Well, it was a nice couple of weeks. The Olympic break had almost convinced me that I'd just imagined these awful people who make up the contestant ranks of Hell's Kitchen, but they're all too real. So instead of "Swifter, Higher, Stronger," we're back to "Dumber, Angrier, Shoutier."
Well, at least the Black jackets have been handed out. No more Crips versus Bloods, so there's that. And thank god for the title sequence, given I may have blissfully forgotten everyone's names.
At any rate, we're down to six black-clad jackets. The survivors are all ready to party, and that's before they see the nice carving knife awaiting each of them back in the dorms. It's really only a matter of time before one of those gets used on a person instead of a roast. The mood is so jovial right now, though, that Robyn and Dana are dancing together in front of a mirror instead of stabbing each other to death, so enjoy that while it lasts.
The next day, Ramsay has invited two chefs, Ludo Lefebvre of Ludobites, and Quinn Hatfield of Hatfield's (not Quinnbites? Too bad), for the challenge. The three chefs (including Ramsay) have prepared "a great take on a modern classic," according to Ramsay.

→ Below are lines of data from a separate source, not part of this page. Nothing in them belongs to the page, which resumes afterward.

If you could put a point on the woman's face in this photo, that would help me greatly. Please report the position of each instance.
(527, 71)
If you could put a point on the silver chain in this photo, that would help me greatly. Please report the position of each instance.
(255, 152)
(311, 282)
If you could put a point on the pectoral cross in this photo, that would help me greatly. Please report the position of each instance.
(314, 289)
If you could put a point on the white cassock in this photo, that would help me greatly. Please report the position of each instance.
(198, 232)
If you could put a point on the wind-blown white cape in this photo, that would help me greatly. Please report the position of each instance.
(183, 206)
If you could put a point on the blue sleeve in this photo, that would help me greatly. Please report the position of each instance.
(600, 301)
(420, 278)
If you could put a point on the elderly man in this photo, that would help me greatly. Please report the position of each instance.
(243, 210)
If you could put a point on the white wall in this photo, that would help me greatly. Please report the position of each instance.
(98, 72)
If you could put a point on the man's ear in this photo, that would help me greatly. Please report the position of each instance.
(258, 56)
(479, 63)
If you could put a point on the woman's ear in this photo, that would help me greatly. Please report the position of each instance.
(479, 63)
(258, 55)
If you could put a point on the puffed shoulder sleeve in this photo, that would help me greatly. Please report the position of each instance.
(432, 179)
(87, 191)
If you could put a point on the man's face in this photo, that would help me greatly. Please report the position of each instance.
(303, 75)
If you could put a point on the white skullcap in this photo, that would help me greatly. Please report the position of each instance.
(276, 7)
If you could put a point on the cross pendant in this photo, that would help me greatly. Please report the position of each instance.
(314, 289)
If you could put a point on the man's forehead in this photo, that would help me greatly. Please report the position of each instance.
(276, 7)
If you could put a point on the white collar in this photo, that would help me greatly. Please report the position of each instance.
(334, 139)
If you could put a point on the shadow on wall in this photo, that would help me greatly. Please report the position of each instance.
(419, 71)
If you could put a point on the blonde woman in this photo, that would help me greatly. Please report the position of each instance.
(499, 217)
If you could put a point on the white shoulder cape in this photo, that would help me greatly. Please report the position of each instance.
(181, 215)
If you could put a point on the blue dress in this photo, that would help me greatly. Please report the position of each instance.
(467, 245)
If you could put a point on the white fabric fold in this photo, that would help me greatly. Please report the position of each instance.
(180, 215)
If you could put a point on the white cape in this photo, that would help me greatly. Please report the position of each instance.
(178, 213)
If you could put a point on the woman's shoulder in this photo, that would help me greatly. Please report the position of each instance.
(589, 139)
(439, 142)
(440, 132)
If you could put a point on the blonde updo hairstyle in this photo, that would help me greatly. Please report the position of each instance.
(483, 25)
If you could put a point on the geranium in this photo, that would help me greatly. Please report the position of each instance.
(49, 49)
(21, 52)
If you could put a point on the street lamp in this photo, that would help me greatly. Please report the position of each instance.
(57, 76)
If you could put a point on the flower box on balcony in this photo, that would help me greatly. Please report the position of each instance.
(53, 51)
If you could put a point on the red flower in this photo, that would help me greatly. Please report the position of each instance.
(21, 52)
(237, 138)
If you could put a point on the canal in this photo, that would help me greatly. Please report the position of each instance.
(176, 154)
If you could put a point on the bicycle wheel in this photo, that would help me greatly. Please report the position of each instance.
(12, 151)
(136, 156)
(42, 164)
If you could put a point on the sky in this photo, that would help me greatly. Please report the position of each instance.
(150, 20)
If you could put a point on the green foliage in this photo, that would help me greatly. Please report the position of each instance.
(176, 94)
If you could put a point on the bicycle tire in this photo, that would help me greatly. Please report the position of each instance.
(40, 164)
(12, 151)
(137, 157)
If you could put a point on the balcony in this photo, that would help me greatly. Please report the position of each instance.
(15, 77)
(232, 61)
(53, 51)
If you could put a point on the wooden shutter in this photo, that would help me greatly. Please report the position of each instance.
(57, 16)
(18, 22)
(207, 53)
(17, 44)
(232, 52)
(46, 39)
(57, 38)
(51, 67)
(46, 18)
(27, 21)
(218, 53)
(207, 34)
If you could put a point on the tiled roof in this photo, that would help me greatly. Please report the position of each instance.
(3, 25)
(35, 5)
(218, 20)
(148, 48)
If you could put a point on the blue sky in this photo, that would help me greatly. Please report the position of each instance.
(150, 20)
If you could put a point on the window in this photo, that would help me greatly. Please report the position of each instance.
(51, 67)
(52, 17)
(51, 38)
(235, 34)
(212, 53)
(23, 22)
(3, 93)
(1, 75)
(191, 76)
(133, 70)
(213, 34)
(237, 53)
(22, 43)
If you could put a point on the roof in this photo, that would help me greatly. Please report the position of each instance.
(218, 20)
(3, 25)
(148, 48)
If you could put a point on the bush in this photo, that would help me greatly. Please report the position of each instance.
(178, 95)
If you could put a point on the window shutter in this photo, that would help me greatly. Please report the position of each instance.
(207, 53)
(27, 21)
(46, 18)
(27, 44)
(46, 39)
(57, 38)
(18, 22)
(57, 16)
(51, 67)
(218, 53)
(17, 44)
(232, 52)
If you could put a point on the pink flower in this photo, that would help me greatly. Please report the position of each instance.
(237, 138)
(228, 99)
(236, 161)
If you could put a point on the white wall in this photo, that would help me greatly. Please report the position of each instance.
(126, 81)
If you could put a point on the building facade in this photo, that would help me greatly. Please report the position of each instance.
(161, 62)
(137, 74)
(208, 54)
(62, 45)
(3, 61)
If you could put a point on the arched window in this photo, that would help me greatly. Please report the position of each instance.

Ludo's got a caprese salad made of red bell peppers and a feta cheese mousse. The contestants bomb out trying to guess the ingredients after they taste it and don't get anything right. Quinn's got a seafood pasta made with salsify instead of pasta, with salsify being something I needed the closed-captioning to be able to identify. Unlike the contestants, I'm not supposedly a talented chef vying for a head chef job at one of Ramsay's restaurants.
Then Ramsay reveals that the first two dishes were warm-ups, and that they're really doing a Taste It, Then Make It challenge. Well, their tasting is terrible, so I've got high hopes for this challenge. Ramsay pairs Dana with Clemenza, Justin with Barbie and Christina with Robyn. The pair that comes the closest will win the challenge.
They're trying to recreate a Ramsay signature dish, which they plow into (Clemenza needs to be admonished for hogging the whole thing).
All three teams decide it's veal, and two of them think it's wrapped in Serrano ham, although Dana and Clemenza think it's prosciutto. Dana says she eats half a pound of prosciutto a day (?!) and Clemenza is Clemenza, so if they're wrong about it, they deserve to lose. As usual, she is shouting all of this at us.